Пастор Теодор недовольно посмотрел на Феликса, перевел взгляд на пасынка, но промолчал, налегая на рагу с тушеной свининой и овощами. Провозглашенный Жаном Кальвином постулат предопределенности спасения, противоречил тому, что осмелился сказать Феликс, воспитанный как правильный католик. И Якоб, знавший об этом, надолго задумался над ответом. Отчим и друг испытывали его.
* * *
Что может быть приятнее глазу католика, чем зрелище аутодафе в Севилье или Валенсии? Только зрелище аутодафе в столичном Толедо!
Улица перед помостом, на котором сидели высшие иерархи испанской церкви, была запружена народом, крыши едва не проваливались, наполненные простонародьем, все люди с положением в обществе — женщины и мужчины — были одеты в черное. Заграждение, образованное стражниками в латах с алебардами в руках, охраняло место для процессии по улице и саму площадь, на которой каждому из обвиняемых предстояло выслушать приговор. До последнего момента Кунц мечтал о том, чтобы король почтил своим присутствием аутодафе в столице. Приедет Филипп Габсбург сюда, приедет и во Фландрию, загадывал председатель священного трибунала, формально принадлежащего диоцезии Камбрэ, после того, как утрехтский епископ отказался иметь какое-либо отношение к инквизиции. Не то, чтобы он хотел умаления власти — просто в кальвинистском Утрехте он схватился за то, что ему оставили, и не уповал на большее. Если бы принц Оранский был хоть немного похож на Филиппа II, не быть бы ему в живых. Кальвинистская община Камбрэ также поднимала голову, забирая все больше сил в городском совете. Такова была реальность Нижних Земель, — на какое-то мгновение Кунцу показался ненастоящим весь этот испанский маскарад, эти жалкие преступники в санбенито с нарисованными языками пламени, эти люди, с восторгом выкрикивающие проклятия искалеченным на допросах с пристрастием отступникам и подозреваемым в еретичестве. Единственное аутодафе, проведенное их трибуналом в северном Гронингене — насколько по-другому население этого города относилось к осужденным!

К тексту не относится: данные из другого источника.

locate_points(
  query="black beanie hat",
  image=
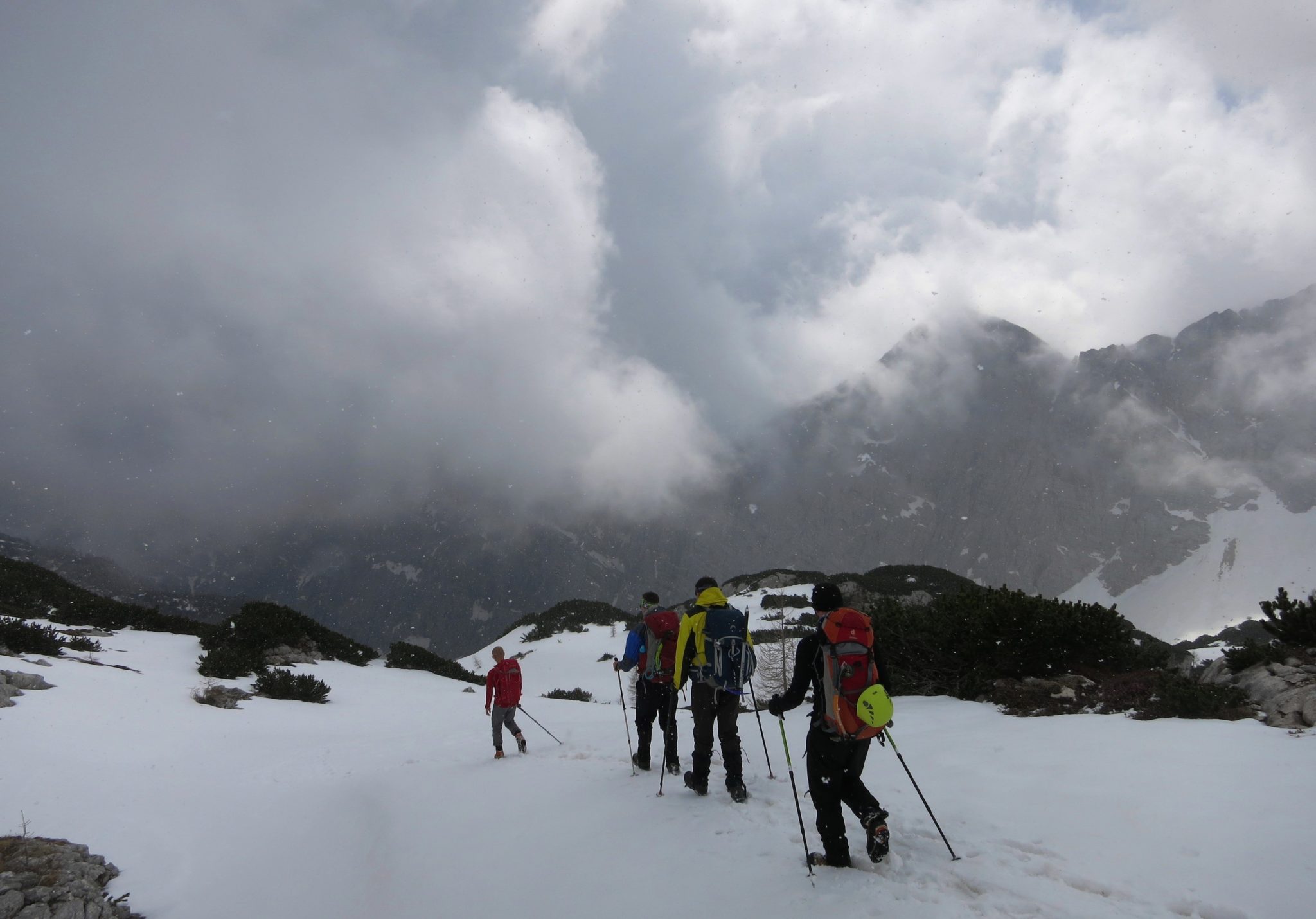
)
(827, 597)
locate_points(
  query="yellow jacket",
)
(693, 634)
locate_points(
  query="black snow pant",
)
(836, 769)
(711, 705)
(653, 700)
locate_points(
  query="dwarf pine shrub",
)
(231, 663)
(244, 638)
(24, 638)
(405, 656)
(573, 694)
(960, 644)
(1292, 622)
(282, 684)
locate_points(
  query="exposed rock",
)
(13, 684)
(285, 656)
(53, 879)
(24, 680)
(220, 697)
(1286, 693)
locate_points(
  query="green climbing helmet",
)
(874, 706)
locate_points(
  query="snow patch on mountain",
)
(1248, 557)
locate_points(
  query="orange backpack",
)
(848, 669)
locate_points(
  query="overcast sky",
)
(262, 258)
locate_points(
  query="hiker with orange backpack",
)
(840, 661)
(503, 689)
(652, 645)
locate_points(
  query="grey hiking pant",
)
(499, 718)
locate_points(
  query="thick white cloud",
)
(526, 242)
(1089, 182)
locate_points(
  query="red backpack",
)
(662, 627)
(848, 669)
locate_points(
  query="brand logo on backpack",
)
(848, 670)
(662, 627)
(731, 656)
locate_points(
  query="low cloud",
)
(272, 261)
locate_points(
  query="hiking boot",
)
(880, 838)
(835, 861)
(695, 785)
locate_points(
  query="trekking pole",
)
(797, 796)
(629, 748)
(953, 856)
(666, 738)
(536, 720)
(761, 735)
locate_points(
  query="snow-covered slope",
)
(1252, 552)
(386, 802)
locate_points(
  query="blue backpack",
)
(727, 648)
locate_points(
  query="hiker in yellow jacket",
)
(714, 652)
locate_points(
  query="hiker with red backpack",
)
(503, 689)
(716, 655)
(652, 647)
(840, 661)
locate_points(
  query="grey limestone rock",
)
(11, 902)
(24, 680)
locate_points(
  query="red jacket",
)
(503, 684)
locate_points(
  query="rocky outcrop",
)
(12, 684)
(287, 656)
(220, 697)
(1285, 691)
(53, 879)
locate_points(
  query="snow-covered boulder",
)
(13, 684)
(1285, 691)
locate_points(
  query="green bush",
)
(1292, 622)
(257, 627)
(574, 695)
(405, 656)
(1150, 694)
(571, 616)
(24, 638)
(281, 684)
(82, 643)
(231, 663)
(1250, 654)
(958, 644)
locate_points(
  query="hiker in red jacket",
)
(503, 689)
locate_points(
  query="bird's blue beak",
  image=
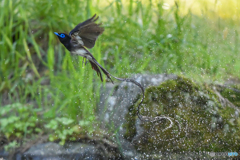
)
(56, 33)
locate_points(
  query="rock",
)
(54, 151)
(206, 125)
(115, 102)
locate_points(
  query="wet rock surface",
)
(208, 118)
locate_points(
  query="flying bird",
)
(83, 36)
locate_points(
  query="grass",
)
(140, 37)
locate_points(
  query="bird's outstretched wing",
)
(87, 32)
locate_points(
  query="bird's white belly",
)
(83, 53)
(80, 52)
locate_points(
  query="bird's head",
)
(63, 37)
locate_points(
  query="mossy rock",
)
(231, 92)
(206, 124)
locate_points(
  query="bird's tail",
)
(96, 66)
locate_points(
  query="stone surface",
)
(115, 102)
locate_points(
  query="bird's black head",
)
(64, 39)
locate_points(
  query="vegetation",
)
(46, 90)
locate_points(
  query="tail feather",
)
(104, 70)
(95, 67)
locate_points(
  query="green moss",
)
(206, 125)
(232, 94)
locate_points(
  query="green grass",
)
(140, 37)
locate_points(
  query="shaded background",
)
(45, 90)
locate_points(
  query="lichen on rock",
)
(206, 124)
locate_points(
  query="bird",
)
(84, 36)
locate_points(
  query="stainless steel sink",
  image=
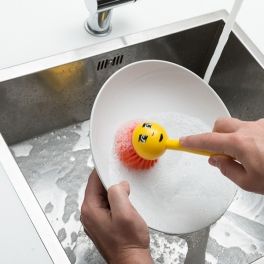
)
(44, 103)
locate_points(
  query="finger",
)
(95, 193)
(227, 125)
(118, 198)
(230, 168)
(214, 142)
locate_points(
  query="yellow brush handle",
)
(175, 144)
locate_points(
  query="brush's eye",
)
(142, 138)
(148, 125)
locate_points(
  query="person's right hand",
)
(244, 141)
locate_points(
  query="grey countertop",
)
(57, 166)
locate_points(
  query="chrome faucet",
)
(98, 23)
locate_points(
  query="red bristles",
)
(125, 149)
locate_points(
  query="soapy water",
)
(180, 182)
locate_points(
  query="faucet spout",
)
(99, 21)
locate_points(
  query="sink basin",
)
(45, 106)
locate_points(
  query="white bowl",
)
(171, 204)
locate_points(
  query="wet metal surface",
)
(57, 166)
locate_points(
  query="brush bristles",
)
(125, 149)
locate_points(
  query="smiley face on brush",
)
(149, 140)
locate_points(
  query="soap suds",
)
(21, 150)
(179, 184)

Мужественное лицо Альберто Рамоса де Кастроверде на миг вспомнилось инквизитору. Комендант Гронингена тоже не был в восторге от аутодафе, но, стиснув зубы, обеспечил охрану. А потом пришло известие о гибели старого воина при наводнении. Он посадил какую-то фризскую женщину на свое место в лодке. Женщины спаслись, а комендант, выживший в десятках сражений, утонул. Зато и теперь католики по-прежнему составляли большинство населения Гронингена. Люди помнили синьора де Кастроверде, сражавшегося против их любимых Нассау, человека чуждого им языка и чужой крови. Бертрам называл это нравственным примером, вспомнил Кунц Гакке, кланяясь Верховному Инквизитору, величественному ликом мужу, взошедшему на трибуну. В отличие от скромно одетого большинства зрителей, Гаспар де Кирога носил фиолетовую мантию, отороченную мехом горностая поверх белой атласной рясы, из-под которой выглядывали носки алых туфлей из сафьяна. Широкополая пурпурная шляпа довершала облачение красавца-прелата. Изящной формы белая рука отпускала благословения тем, кто попадал в поле зрения Верховного Инквизитора Испании.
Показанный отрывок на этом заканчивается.